Uit het onderzoek over de kennisbehoefte van jongeren kwamen ook drie belangrijke thema’s. Deze laten goed zien wat er nodig is, volgens Van Gool. ‘Ten eerste is zorgzaamheid van de organisatie voor jongere waterbeheerders belangrijk. In een warm bad terechtkomen. Dat je mag zwemmen, maar wel binnen de kaders. Ten tweede: duiding. Dat gaat over vragen als: hoe duid ik mijn eigen plek en kennis in de organisatie? Maar ook: wat is de positie van de organisatie in de sector?’

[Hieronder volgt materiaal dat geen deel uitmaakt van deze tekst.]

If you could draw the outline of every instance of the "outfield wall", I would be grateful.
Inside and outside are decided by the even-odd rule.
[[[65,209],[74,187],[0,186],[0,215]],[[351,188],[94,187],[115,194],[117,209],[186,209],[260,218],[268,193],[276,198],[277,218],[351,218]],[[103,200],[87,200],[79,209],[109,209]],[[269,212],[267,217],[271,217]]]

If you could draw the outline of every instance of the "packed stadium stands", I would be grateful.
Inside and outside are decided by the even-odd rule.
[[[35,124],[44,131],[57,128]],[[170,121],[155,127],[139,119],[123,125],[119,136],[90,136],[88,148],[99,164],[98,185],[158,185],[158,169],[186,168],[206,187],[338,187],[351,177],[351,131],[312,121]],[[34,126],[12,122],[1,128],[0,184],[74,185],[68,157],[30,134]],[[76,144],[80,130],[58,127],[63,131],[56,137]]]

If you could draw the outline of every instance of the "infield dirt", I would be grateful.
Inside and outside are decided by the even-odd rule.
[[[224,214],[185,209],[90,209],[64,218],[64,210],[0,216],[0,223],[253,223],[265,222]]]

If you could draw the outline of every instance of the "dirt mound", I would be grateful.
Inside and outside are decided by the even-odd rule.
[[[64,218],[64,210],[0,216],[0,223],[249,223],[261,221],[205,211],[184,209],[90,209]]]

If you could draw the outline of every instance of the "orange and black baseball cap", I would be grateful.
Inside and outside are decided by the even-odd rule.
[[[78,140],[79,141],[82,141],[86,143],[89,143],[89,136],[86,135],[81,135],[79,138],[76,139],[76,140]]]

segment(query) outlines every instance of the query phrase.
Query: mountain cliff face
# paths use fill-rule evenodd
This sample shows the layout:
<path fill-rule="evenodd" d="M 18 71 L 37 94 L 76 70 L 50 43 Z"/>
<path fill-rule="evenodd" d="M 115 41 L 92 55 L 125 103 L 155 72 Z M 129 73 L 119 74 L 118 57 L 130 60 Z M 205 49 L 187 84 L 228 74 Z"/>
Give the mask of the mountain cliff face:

‘En een derde belangrijk thema is: verbinding. Verbinding komt pas op gang als je samen het gesprek aangaat. Als je het gaat doorleven met elkaar. Ik heb bijvoorbeeld veel interviews afgenomen bij ervaren collega’s. Toen ik hier binnenkwam, vond een enkeling zelfs dat ik een grote mond had; een jonkie met veel bravoure. Tijdens de interviews voor het project kwamen ze erachter dat ik ook mijn onzekerheden ken, kwetsbaar ben. Met die kennis dat iedereen toch hetzelfde is en dus ook onzekerheden heeft – zelfs dat jonkie met bravoure – durfden zij ook meer te delen over zichzelf. Jongeren breken daarin makkelijker het ijs.' 

Met een onderzoek als deze hoopt Van Gool steeds meer een brug te kunnen slaan tussen de verschillende generaties watermensen. En steeds meer aan te sluiten bij de (kennis)behoeften van de watermensen van de toekomst.